An AI agent tasked with fetching a "Coke"—a piece of information—will make the same calculation you would. It will look for the highest-quality information from the most efficient source. If your webpage is hosted on a single server in Virginia, but the query originates in Tokyo, your data is the 7-Eleven. A competitor's data, hosted on a global CDN with a presence in Tokyo, is the Oxxo. Which one do you think the bot will choose?
From a Single Library to 320+ Corner Stores
Your Content, Everywhere.
This is where the strategy becomes practical. By using a Content Delivery Network (CDN), you aren't just putting your content online; you are strategically placing it in hundreds of locations at once. When I put my content on Cloudflare's network, it was instantly replicated across more than 320 cities globally. My single webpage became 320 individual storefronts.
This isn't just about making your site load faster for humans. It's about minimizing the "travel time" for the bots that now act as the gatekeepers to information. You are reducing the cost for that AI to use your data, making your content the path of least resistance.
When your content is well-structured, authoritative, and the closest, you create an unbeatable trifecta. You become the logical, economical, and definitive source of truth.

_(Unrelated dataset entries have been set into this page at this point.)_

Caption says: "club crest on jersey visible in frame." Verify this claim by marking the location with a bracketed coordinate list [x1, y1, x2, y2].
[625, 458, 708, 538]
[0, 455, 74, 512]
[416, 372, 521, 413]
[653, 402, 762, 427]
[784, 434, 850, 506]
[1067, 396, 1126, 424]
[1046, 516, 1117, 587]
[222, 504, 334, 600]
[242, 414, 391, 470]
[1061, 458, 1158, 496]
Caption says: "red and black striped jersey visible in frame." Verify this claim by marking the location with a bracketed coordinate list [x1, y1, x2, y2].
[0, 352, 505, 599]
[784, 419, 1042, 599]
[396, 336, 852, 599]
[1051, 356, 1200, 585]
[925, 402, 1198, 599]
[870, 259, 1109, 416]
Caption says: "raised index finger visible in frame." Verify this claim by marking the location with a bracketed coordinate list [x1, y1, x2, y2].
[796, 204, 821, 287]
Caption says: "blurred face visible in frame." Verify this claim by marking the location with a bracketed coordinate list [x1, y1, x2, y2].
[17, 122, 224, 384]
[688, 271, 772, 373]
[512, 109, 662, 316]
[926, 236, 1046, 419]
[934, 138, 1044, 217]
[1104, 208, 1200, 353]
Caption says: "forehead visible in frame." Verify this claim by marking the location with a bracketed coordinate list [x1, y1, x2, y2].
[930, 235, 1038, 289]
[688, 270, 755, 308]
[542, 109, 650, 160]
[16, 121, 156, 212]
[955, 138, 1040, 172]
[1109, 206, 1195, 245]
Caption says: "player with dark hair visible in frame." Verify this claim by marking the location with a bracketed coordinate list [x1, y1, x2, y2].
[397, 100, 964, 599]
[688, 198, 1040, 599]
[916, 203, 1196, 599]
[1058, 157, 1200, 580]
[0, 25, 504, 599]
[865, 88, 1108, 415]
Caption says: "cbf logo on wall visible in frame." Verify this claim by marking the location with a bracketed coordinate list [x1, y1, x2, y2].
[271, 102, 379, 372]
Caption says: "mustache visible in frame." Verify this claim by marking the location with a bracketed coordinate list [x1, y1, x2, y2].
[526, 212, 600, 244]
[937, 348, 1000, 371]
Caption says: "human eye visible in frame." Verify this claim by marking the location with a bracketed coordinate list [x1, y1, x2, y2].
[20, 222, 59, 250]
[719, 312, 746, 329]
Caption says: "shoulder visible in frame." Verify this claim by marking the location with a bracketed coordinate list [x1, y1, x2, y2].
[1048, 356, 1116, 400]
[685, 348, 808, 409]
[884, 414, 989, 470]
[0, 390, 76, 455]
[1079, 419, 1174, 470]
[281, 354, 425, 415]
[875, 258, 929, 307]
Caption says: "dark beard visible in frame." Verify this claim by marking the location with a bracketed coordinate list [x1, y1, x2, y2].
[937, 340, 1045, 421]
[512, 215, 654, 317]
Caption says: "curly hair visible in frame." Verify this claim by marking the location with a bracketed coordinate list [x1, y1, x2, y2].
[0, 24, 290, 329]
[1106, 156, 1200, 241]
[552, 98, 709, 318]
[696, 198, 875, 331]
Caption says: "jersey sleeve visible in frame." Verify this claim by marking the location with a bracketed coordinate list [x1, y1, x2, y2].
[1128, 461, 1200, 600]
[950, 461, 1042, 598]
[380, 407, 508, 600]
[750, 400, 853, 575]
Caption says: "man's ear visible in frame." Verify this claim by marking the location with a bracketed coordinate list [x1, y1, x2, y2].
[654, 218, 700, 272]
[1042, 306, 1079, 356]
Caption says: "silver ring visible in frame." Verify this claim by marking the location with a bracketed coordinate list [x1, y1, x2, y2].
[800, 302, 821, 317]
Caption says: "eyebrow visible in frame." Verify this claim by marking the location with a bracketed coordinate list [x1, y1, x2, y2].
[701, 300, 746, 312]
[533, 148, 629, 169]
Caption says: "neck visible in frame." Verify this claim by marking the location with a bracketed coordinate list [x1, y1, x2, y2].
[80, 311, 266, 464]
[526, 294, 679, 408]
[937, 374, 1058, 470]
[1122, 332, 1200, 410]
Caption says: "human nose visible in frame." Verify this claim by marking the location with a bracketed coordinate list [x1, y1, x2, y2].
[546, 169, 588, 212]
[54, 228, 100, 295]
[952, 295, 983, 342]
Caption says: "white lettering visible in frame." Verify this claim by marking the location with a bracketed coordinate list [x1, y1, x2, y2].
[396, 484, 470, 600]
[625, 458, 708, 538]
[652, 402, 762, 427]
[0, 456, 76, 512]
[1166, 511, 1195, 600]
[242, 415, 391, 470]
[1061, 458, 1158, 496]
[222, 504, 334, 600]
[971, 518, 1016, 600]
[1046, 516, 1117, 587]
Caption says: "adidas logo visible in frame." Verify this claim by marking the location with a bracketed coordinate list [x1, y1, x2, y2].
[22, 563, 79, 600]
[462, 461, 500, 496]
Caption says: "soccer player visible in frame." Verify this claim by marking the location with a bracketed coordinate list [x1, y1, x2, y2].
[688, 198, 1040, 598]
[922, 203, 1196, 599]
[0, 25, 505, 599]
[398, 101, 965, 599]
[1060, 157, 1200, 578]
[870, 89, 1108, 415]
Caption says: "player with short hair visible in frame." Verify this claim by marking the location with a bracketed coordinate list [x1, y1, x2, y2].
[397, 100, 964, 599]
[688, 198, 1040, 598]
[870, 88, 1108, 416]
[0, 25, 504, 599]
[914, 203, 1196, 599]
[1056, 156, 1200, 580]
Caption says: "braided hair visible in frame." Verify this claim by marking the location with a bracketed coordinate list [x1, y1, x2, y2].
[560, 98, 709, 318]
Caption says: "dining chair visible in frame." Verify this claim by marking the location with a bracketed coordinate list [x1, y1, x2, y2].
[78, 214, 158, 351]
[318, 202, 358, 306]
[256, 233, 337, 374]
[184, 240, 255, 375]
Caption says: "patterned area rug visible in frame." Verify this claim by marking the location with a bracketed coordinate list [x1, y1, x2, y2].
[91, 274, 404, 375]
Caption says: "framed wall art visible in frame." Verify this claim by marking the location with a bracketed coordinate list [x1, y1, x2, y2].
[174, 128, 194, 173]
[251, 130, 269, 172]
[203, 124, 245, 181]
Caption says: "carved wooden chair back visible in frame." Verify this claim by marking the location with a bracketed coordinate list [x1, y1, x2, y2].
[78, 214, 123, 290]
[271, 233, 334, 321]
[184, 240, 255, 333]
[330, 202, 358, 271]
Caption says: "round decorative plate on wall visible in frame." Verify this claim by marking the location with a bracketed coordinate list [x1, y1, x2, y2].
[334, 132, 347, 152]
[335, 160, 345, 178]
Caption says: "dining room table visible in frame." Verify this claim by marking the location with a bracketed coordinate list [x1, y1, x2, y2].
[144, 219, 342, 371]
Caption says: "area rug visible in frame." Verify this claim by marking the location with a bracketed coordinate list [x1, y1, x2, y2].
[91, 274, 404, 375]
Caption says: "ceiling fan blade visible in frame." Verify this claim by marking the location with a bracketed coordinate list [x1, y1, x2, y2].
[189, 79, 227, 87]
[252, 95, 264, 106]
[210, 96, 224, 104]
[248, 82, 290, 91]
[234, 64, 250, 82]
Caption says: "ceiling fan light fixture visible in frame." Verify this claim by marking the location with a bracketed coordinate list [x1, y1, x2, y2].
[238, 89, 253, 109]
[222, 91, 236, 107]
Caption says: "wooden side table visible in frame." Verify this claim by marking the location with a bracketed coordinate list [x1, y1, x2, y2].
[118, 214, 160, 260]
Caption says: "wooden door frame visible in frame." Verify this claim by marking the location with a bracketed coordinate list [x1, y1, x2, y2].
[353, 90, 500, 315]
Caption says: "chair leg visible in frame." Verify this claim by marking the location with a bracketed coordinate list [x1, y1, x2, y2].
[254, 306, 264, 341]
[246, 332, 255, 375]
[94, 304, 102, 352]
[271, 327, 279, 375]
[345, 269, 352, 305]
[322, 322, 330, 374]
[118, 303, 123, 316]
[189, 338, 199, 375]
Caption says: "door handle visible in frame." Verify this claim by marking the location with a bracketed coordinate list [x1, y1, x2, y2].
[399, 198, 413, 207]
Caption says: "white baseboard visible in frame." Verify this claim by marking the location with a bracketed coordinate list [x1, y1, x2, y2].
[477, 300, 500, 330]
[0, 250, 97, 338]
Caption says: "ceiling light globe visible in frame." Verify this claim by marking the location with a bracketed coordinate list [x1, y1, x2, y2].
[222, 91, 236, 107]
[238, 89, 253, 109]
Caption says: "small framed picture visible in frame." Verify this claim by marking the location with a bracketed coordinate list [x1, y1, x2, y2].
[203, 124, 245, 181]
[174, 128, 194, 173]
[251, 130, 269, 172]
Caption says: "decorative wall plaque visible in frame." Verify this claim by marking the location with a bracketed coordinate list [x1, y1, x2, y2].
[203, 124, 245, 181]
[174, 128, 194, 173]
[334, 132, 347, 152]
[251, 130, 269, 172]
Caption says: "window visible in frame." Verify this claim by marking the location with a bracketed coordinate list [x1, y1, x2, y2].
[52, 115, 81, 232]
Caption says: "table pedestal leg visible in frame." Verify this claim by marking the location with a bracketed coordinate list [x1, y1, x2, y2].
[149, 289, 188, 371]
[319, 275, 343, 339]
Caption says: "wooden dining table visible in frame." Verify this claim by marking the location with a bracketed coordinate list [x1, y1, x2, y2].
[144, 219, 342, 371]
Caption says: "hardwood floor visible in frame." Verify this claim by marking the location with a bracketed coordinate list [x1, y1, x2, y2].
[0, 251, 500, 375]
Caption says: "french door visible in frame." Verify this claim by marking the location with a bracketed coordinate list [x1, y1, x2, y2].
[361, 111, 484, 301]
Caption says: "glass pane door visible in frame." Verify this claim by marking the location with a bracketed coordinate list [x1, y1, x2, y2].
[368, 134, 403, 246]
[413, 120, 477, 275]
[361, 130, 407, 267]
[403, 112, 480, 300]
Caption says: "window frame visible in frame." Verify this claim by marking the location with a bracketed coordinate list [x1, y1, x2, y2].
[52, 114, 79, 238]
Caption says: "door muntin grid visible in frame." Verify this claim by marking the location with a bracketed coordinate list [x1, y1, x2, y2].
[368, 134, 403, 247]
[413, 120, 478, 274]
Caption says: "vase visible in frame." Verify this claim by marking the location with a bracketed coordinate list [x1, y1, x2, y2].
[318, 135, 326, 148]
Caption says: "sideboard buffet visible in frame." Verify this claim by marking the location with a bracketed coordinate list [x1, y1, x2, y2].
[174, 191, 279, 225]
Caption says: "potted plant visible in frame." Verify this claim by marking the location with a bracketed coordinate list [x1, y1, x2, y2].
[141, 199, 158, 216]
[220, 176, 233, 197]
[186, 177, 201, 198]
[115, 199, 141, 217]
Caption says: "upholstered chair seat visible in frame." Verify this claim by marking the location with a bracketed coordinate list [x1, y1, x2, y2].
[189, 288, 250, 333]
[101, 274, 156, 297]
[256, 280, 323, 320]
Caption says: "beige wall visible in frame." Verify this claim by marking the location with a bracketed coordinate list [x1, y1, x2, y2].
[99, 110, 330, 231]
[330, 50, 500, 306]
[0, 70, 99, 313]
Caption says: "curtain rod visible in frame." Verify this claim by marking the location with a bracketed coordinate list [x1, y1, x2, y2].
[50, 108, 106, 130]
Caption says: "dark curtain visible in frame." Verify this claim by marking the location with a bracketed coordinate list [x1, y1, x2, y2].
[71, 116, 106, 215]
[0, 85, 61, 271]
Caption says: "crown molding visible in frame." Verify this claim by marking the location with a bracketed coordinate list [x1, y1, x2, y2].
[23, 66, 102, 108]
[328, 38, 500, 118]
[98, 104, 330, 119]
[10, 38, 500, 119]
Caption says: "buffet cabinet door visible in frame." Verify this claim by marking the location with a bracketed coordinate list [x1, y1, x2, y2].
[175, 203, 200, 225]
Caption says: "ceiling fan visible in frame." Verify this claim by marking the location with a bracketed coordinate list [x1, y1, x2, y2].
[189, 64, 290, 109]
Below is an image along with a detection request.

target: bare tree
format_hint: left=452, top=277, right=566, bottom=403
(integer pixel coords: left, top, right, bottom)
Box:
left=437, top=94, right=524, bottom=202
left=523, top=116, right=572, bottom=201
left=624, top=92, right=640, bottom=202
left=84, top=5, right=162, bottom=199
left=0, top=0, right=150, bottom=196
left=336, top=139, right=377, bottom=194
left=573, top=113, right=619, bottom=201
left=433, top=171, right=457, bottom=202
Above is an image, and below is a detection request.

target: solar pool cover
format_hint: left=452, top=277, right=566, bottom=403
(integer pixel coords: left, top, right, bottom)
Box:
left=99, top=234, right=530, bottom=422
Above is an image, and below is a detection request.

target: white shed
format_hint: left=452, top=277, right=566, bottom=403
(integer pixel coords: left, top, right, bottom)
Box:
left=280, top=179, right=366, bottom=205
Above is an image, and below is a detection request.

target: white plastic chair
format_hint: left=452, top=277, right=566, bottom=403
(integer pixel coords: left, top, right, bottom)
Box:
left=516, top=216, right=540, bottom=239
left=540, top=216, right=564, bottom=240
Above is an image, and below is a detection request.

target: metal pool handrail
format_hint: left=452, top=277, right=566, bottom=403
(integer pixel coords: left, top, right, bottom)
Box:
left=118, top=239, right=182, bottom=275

The Future of Publishing is Local, Everywhere
This principle applies to everything—blog posts, product pages, images, and documentation. The race is no longer just about having the best answer. It's about having the best answer, in the most places, at the lowest possible cost to retrieve.
Stop thinking of your website as a single destination. Start thinking of it as a global distribution network. The creators and companies who understand this shift—who build their digital presence like a worldwide chain of Oxxos instead of a single, distant 7-Eleven—are the ones who will become the canonical sources of information for the next generation of the internet.